Por un momento había deseado que Filipo se despertase y la tomase entre sus brazos, le diese calor contra el pecho fuerte y musculoso, la acariciase con sus grandes manos de guerrero, pero su mirada enseguida volvió a posarse sobre el drakon, sobre aquel animal portentoso que se movía como un fantasma, como una criatura mágica, una de ésas que los dioses despiertan por simple placer de las entrañas de la tierra.
Extrañamente, ya no le producía miedo ni sentía ninguna repugnancia; es más, se sentía cada vez más atraída y casi fascinada por aquellos movimientos sinuosos, por aquella potencia silenciosa y llena de gracia.
La serpiente se introdujo bajo las mantas, se deslizó entre sus piernas y sus pechos y ella sintió que la había poseído, ligera y fríamente, sin causarle el menor daño, sin ninguna violencia.
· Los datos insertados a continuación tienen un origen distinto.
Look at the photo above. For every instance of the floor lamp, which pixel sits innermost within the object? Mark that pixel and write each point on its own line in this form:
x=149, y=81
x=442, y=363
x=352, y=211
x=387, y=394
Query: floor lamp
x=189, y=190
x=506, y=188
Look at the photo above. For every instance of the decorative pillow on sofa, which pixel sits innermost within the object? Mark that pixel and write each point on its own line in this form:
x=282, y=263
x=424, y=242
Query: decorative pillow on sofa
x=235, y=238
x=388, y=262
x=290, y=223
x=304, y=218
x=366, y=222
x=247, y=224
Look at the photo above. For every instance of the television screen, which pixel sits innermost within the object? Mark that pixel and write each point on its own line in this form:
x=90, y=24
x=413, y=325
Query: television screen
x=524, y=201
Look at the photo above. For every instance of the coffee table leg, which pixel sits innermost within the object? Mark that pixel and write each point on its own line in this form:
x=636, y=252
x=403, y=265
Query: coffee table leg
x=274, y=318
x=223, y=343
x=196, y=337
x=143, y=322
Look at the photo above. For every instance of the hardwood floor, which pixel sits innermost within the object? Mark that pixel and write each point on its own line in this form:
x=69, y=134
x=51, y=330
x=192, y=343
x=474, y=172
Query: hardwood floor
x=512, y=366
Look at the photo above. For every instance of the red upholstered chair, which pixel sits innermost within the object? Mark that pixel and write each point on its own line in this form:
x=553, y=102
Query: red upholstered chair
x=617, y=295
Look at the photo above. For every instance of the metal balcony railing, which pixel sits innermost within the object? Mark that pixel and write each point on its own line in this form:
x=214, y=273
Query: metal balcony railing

Soñó que su semen se mezclaba con el que el marido había expelido ya dentro de ella con la fuerza de un toro, con la fogosidad de un verraco, antes de caer vencido por el sueño y el vino.
Al día siguiente el rey se puso la armadura, comió carne de jabalí y queso de oveja en compañía de sus generales y partió para la guerra. Una guerra contra un pueblo más bárbaro que sus macedonios: los tribalos, que se vestían con pieles de oso, se cubrían la cabeza con gorras de piel de zorro y vivían a orillas del río Istro, el más grande de Europa.
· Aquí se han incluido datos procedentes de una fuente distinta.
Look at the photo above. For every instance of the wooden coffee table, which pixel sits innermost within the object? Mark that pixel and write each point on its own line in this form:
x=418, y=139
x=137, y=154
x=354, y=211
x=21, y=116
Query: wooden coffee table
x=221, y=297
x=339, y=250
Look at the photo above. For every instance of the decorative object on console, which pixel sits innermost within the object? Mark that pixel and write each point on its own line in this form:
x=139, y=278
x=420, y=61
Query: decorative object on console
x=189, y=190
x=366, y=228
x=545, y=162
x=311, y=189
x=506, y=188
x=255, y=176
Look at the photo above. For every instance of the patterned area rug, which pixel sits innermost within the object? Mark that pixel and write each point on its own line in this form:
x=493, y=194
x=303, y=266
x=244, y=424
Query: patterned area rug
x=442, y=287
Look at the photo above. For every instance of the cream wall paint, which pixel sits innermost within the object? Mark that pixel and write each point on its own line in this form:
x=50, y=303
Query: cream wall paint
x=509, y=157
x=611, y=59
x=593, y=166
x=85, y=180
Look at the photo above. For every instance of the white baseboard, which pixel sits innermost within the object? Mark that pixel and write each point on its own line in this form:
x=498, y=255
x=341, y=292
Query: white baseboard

Se había limitado a decirle:
—Recuerda ofrecer sacrificios a los dioses mientras yo esté ausente y concibe un hijo varón, un heredero que se parezca a mí.
Luego montó sobre su caballo bayo y se lanzó al galope con sus generales, haciendo retumbar el patio bajo los cascos de los caballos de batalla, haciéndolo resonar con el fragor de las armas.
Tras su partida, Olimpia tomó un baño caliente y, mientras sus doncellas le daban masaje en la espalda con esponjas empapadas en esencias de jazmín y de rosas de Pieria, mandó llamar a Artemisia, su nodriza, una anciana de buena familia, de enormes pechos y estrecho talle, que se había traído de Epiro al venir para unirse en matrimonio con Filipo.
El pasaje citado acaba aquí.